[Python-Dev] Eliminating the block stack (was Re: Store x Load x --> DupStore)

Sun Feb 20 22:34:50 CET 2005

At 03:56 PM 2/20/05 -0500, Phillip J. Eby wrote:
>At 07:00 PM 2/20/05 +0000, Michael Hudson wrote:
>>Eliminating the blockstack would be nice (esp. if it's enough to get
>>frames small enough that they get allocated by PyMalloc) but this
>>seemed to be tricky too (or at least Armin, Samuele and I spent a
>>cuple of hours yakking about it on IRC and didn't come up with a clear
>>approach).  Dynamically allocating the blockstack would be simpler,
>>and might acheive a similar win.  (This is all from memory, I haven't
>>thought about specifics in a while).

I think I have an idea how to do it in a (relatively) simple fashion; see 
if you can find a hole in it:

* Change the PyTryBlock struct to include an additional member, 'int 
b_prev', that refers to the previous block in a chain

* Change the compiler's emission of SETUP_* opcodes, so that instead of a 
PyTryBlock being added to the blockstack at interpretation time, it's added 
to the end of a 'co_blktree' block array at compile time, with its 'b_prev' 
pointing to the current "top" of the block stack.  Instead of the SETUP_* 
argument being the handler offset, have it be the index of the just-added 
blocktree entry.

* Replace f_blockstack and f_iblock with 'int f_iblktree', and change 
PyFrame_BlockSetup() to set this equal to the SETUP_* argument, and 
PyFrame_BlockPop() to use this as an index into the code's co_blktree to 
retrieve the needed values.  PyFrame_BlockPop() would then set f_iblktree 
equal to the "popped" block's 'b_prev' member, thus "popping" the block 
from this virtual stack.

(Note, by the way, that the blocktree could actually be created as a 
post-processing step of the current compilation process, by a loop that 
scans the bytecode and tracks the current stack and blockstack levels, and 
then replaces the SETUP_* opcodes' arguments.  This might be a simpler 
option than trying to change the compiler to do it along the way.)
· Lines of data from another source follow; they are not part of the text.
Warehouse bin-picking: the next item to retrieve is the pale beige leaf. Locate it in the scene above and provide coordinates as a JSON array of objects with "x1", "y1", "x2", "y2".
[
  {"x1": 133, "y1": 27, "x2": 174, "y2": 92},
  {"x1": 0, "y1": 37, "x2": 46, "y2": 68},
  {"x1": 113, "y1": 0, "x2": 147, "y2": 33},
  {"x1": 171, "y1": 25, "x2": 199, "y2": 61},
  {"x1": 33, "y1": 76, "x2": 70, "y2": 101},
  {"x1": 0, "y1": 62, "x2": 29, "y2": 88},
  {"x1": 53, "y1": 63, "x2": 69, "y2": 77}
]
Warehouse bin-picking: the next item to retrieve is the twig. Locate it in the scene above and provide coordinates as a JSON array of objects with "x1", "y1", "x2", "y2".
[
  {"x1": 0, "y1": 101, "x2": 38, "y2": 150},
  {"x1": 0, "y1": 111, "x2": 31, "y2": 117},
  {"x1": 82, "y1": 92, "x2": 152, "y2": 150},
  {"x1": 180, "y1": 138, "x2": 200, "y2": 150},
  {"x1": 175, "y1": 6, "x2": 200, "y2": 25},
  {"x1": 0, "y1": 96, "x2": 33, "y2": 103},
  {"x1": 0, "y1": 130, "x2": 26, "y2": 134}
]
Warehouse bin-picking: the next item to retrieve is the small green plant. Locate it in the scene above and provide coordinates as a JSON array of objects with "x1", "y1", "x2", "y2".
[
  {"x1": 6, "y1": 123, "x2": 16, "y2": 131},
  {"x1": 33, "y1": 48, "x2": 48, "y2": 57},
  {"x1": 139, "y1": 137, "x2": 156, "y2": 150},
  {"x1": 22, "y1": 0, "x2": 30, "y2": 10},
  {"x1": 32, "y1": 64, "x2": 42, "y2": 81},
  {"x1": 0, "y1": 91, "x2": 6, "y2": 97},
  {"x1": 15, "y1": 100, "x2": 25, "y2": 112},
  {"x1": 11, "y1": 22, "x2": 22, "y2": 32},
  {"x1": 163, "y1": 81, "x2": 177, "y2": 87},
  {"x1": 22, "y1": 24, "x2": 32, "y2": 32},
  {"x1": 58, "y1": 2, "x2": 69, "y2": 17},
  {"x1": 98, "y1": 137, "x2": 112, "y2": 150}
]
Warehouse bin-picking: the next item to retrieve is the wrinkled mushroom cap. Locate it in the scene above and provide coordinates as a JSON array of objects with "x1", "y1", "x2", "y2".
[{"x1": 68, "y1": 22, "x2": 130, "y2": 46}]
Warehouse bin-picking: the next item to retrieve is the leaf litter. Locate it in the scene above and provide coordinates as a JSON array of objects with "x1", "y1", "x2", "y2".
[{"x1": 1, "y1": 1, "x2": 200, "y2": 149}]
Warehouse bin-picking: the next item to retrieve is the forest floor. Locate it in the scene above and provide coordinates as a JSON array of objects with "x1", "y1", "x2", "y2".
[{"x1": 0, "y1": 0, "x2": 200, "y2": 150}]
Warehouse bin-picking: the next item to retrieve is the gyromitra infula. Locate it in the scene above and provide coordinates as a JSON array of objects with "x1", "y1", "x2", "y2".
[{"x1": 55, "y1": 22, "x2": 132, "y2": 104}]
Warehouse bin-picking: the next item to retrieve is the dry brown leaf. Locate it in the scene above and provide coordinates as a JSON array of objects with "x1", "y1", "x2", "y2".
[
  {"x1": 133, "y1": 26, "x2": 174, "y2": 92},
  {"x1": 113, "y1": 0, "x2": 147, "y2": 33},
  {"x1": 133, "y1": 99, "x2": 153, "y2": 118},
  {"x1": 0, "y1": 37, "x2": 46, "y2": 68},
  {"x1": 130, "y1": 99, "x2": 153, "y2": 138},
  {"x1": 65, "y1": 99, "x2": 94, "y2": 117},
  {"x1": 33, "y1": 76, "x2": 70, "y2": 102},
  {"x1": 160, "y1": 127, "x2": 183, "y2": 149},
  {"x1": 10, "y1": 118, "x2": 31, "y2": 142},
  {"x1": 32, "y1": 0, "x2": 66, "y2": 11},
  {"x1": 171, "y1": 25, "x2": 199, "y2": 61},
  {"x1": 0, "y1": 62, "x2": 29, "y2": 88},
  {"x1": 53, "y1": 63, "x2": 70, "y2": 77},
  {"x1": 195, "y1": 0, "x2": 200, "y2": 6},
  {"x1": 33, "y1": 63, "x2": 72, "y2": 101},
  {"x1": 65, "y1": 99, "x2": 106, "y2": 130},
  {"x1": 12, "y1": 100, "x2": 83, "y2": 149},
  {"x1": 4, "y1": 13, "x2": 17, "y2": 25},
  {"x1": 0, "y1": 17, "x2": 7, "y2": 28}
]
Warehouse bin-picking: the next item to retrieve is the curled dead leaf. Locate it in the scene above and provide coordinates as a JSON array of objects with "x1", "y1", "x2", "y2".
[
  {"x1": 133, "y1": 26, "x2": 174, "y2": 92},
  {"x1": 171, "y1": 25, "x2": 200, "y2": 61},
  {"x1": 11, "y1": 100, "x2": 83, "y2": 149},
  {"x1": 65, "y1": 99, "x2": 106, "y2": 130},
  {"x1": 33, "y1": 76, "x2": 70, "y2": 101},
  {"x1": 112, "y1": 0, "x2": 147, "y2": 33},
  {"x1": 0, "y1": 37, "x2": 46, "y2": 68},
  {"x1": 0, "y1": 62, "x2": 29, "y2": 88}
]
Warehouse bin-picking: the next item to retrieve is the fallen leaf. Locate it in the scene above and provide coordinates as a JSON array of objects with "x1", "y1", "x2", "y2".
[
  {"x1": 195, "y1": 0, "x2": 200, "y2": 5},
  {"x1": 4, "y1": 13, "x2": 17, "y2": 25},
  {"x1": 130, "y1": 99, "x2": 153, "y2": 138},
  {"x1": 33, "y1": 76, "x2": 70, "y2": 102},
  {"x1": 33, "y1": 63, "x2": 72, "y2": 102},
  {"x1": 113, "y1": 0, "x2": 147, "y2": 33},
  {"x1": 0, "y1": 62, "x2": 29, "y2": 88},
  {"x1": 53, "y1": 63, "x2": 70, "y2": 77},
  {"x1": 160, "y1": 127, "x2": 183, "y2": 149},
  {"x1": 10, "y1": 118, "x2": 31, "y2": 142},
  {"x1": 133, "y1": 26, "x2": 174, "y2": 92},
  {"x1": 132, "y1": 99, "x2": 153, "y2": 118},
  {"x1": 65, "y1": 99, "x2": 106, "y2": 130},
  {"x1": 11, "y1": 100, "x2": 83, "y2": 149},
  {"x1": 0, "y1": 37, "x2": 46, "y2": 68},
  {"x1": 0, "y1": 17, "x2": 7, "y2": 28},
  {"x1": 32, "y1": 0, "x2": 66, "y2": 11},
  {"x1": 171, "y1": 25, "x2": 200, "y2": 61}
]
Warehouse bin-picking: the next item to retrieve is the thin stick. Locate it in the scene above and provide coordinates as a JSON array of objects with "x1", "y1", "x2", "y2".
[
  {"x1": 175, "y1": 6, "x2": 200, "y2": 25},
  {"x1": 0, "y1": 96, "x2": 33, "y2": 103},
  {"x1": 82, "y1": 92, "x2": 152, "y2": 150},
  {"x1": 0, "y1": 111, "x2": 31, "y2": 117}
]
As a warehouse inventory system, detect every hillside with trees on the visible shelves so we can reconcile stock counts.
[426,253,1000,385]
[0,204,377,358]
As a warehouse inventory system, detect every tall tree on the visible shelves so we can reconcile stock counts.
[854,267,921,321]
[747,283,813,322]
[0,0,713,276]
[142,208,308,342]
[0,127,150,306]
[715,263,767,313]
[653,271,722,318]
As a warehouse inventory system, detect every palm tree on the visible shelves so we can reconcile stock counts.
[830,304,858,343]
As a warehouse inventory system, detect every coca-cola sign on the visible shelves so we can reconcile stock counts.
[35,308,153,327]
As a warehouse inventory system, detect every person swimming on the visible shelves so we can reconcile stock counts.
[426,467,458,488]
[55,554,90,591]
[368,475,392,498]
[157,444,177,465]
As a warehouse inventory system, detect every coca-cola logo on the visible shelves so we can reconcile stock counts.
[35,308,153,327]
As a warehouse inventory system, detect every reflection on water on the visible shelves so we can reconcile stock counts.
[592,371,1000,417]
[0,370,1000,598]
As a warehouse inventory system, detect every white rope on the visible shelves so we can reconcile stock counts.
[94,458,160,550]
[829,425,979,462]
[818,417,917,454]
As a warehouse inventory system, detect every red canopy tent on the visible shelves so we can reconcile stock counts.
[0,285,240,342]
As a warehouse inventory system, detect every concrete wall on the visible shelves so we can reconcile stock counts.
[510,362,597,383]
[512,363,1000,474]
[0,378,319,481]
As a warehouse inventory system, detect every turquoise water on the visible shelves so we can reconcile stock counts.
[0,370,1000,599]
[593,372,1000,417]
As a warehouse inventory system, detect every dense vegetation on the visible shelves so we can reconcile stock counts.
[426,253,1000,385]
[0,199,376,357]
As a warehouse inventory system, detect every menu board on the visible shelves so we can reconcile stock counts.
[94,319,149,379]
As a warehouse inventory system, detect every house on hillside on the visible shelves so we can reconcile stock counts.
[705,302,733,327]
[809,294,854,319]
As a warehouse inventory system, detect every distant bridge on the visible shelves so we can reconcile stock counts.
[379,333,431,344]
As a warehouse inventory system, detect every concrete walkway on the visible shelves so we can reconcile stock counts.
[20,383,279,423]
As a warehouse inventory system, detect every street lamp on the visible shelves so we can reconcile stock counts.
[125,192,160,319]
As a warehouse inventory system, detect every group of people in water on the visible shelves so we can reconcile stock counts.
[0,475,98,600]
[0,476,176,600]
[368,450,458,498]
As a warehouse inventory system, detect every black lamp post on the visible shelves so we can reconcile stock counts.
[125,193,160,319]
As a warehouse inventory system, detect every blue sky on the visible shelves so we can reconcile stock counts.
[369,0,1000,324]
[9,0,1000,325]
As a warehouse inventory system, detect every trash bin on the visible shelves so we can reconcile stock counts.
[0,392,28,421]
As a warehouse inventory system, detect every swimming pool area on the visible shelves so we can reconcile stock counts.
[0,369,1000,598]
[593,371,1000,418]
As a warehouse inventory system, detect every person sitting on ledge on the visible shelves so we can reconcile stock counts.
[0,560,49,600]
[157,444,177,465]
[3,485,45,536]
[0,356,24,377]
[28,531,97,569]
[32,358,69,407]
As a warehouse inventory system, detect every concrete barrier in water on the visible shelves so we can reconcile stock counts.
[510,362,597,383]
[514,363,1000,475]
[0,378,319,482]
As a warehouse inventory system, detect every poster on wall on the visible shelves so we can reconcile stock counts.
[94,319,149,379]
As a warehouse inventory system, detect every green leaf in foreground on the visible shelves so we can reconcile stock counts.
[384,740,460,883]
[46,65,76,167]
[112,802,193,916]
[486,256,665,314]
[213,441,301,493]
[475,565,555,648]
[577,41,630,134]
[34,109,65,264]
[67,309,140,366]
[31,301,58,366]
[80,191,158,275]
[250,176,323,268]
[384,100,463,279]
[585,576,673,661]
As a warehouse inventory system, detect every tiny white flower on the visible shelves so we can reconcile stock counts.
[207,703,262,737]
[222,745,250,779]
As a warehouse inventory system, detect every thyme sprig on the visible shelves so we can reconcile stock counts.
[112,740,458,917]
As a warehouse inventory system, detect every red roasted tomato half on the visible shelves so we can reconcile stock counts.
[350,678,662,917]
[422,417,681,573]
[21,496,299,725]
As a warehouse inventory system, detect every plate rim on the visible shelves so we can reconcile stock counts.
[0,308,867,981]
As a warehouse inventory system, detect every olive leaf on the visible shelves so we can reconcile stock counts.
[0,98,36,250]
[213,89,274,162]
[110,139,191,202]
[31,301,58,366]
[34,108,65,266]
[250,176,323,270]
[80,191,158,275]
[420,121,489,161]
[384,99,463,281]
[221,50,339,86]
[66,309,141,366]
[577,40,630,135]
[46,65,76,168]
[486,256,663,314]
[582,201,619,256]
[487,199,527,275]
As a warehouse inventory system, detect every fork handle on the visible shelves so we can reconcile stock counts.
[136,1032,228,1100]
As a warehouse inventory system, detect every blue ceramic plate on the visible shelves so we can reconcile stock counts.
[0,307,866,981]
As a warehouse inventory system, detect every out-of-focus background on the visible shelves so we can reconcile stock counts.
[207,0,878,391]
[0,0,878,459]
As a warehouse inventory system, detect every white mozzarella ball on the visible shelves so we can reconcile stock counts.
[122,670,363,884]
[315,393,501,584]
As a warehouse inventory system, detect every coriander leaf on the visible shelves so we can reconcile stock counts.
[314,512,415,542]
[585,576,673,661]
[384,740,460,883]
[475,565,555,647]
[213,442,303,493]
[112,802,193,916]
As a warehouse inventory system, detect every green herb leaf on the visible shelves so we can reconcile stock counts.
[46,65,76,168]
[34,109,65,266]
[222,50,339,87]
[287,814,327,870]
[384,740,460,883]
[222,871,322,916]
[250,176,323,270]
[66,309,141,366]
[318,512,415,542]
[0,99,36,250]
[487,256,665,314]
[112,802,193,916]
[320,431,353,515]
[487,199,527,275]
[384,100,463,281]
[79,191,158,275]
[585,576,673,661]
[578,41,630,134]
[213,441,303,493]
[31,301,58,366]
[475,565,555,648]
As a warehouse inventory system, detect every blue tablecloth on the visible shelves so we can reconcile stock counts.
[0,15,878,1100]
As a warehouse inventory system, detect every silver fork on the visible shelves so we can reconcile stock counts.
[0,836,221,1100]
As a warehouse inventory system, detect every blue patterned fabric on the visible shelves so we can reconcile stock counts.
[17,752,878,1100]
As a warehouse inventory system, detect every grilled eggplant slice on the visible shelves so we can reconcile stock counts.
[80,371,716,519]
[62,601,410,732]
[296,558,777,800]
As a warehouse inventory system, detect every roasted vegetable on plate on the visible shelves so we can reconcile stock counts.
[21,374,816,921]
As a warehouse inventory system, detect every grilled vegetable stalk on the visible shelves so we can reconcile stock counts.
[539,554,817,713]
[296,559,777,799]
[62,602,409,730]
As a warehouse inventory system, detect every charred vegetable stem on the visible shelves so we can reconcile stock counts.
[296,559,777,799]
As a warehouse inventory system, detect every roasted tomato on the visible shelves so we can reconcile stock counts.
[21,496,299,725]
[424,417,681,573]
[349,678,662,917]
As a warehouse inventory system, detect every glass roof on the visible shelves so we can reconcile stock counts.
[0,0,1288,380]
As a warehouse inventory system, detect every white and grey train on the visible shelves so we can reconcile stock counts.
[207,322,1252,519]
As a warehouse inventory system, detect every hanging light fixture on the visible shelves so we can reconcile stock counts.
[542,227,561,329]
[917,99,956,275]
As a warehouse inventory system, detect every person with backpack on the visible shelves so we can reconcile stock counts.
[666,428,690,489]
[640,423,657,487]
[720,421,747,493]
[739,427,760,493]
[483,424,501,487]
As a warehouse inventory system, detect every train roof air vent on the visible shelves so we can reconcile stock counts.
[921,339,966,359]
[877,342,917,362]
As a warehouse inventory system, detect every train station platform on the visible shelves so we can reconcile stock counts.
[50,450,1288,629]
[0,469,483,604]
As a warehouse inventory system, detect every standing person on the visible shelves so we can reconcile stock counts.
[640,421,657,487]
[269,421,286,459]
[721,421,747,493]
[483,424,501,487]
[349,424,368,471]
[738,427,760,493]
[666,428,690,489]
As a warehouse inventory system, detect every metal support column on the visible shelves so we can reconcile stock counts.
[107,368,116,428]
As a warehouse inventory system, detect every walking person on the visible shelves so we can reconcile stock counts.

Can anybody see any flaws in this concept?  As far as I can tell it just 
generates all possible block stack states at compile time, but doesn't 
change block semantics in the least, and it scarcely touches the eval 
loop.  It seems like it could drop the size of frames enough to let them 
use pymalloc instead of the OS malloc, at the cost of a 16 bytes per block 
increase in the size of code objects.  (And of course the necessary changes 
to 'marshal' and 'dis' as well as the compiler and eval loop.)

(More precisely, frames whose f_nlocals + f_stacksize is 40 or less, would 
be 256 bytes or less, and therefore pymalloc-able.  However, this should 
cover all but the most complex functions.)